MG: Sillman's exhibition seems to privilege more of an installation read. The framed works become consumed or integrated into the organized chaos of the walls. I've seen her employ this strategy before; the seams seem to come from the installation strategy. My seams or sections arrive out of my recent ham-fisted technological use––photographing older works and then copying, cutting rotating, enlarging, reducing and pasting––closer to Mary Shelley than Disney CGI.

If anything, the recent work employs fewer organic forms and more geometric ones. Also, the sense of movement is less sharpened than heightened and accelerated, and it flirts with stasis. We're back in Shiff's "Infinition" territory: two potentially opposite events/forms/spaces are happening or are available at the same time...

Flock 3, Acrylic On Panel, 10" x 11.25"

Flock 3, Acrylic On Panel, 10" x 11.25"

MG: ...Finally, the overall effect is perhaps more closely aligned to Marden than Pollock, although I'm confident that Marden's interest and usage of it comes from Pollock. Where Pollock may eschew a hierarchy in the extreme overall pictures, I'm often less inclined to go all the way: I retain some type of hierarchal order. The musical reference is a good one.I have considered this motif in the past and have thought of forms in a picture and their placement as notes on a page of sheet music.
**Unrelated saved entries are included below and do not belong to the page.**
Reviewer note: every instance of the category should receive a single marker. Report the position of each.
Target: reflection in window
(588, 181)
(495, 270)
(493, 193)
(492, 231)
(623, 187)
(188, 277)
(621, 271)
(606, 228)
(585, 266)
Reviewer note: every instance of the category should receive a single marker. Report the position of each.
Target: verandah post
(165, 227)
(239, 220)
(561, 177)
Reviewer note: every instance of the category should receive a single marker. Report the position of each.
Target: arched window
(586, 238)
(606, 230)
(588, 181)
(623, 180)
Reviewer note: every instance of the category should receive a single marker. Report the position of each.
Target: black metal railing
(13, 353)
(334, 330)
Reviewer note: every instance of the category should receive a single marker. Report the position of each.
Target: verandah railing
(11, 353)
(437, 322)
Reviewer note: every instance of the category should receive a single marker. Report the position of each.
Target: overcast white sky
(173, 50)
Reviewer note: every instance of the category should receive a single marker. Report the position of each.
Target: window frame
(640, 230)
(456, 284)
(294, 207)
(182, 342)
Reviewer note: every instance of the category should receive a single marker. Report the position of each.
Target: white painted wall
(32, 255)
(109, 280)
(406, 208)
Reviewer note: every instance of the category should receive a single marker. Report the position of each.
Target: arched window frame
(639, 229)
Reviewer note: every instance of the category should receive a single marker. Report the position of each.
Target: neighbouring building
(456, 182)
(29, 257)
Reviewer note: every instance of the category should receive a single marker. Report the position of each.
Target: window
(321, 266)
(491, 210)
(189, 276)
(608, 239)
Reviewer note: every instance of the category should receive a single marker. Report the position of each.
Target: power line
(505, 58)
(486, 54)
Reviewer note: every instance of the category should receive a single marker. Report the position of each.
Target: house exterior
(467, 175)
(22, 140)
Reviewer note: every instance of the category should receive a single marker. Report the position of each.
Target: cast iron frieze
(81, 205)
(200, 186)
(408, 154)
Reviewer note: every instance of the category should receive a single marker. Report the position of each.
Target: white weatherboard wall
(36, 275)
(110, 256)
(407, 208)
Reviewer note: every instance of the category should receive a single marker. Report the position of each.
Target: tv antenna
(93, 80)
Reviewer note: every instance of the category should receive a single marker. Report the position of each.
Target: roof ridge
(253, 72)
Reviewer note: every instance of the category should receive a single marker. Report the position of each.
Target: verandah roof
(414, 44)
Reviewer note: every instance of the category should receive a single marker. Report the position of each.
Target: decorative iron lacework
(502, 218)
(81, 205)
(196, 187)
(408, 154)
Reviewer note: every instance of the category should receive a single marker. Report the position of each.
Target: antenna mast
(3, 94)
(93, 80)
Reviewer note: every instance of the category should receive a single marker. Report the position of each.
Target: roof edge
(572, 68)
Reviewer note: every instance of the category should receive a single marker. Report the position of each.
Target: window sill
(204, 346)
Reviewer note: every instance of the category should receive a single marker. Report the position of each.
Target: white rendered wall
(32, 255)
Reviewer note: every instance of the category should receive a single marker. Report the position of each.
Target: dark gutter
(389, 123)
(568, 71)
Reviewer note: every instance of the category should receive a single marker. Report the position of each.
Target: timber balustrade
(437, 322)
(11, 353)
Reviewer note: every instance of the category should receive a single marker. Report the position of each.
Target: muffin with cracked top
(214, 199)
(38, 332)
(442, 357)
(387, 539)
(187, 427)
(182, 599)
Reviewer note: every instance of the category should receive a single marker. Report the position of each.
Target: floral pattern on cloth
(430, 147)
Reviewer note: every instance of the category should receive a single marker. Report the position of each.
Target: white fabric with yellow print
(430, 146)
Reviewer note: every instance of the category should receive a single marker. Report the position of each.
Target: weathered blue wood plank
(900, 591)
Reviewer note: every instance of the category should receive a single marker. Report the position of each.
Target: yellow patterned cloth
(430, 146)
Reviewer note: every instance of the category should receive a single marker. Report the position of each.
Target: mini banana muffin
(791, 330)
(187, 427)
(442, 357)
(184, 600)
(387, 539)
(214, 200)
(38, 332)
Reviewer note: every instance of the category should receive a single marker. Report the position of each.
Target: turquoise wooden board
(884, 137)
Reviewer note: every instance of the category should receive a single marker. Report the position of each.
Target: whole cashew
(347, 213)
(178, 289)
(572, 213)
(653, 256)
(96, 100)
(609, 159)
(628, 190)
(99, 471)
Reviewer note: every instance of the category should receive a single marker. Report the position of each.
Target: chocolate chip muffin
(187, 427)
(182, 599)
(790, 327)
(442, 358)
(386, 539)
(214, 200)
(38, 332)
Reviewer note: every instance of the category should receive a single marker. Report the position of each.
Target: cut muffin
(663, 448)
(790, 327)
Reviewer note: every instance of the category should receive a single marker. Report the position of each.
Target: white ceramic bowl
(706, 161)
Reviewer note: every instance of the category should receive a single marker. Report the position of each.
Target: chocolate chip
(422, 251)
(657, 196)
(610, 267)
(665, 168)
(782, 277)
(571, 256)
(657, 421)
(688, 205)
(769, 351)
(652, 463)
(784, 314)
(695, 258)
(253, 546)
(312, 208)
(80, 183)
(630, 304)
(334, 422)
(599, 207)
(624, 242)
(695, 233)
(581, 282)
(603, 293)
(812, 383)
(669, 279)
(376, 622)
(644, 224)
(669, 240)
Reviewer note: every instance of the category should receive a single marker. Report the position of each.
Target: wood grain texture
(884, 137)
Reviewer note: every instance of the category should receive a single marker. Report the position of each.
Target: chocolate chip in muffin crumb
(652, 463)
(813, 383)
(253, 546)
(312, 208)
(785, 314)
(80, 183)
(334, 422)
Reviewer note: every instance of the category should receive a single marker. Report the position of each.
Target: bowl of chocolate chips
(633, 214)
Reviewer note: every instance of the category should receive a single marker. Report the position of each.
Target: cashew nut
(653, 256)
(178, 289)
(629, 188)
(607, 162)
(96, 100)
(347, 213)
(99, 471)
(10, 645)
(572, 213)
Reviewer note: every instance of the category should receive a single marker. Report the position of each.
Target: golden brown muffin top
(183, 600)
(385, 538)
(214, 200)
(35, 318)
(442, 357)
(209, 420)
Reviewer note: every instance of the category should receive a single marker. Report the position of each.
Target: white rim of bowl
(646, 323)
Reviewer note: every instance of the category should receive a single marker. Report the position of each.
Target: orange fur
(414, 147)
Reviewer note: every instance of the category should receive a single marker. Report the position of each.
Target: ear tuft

I was in Galway yesterday and picked up Edwin Frank’s Stranger than Fiction: Lives of the Twentieth Century Novel that attempts to summarize some of the greatest novels of the 20th century––an art about art thing. The introduction has a spot-on quote that reinforces, for me, the necessity of the art from art belief:

"This is how any work of art demands that we look at it: form is always another form of content."

––Elizabeth Johnson
(elizabethjohnsonart.com)

edited by Matthew Crain
(@sarcastapics)

Flock 5 (Ariel), Oil On Linen On Panel, 40" x 62"

Flock 5 (Ariel), Oil On Linen On Panel, 40" x 62"

Michael Gallagher's Studio

Michael Gallagher's Studio

Michael Gallagher is a painter whose work moves freely between abstraction and representation.

His works are in a number of public and corporate collections including Aronson and Partners, Philadelphia, PA, Delotte and Touche, New York, NY, PepsiCo, New York, NY, MasterCard, New York, NY, the Wilmington Trust, Time Warner, Legg Mason, The Franklin Mint, the Pennsylvania Academy of Fine Arts, and the Woodmere Museum of Art.

He studied at the Pennsylvania Academy of Fine Arts where he is currently a Professor and a six-time recipient of the Excellence in Teaching Award.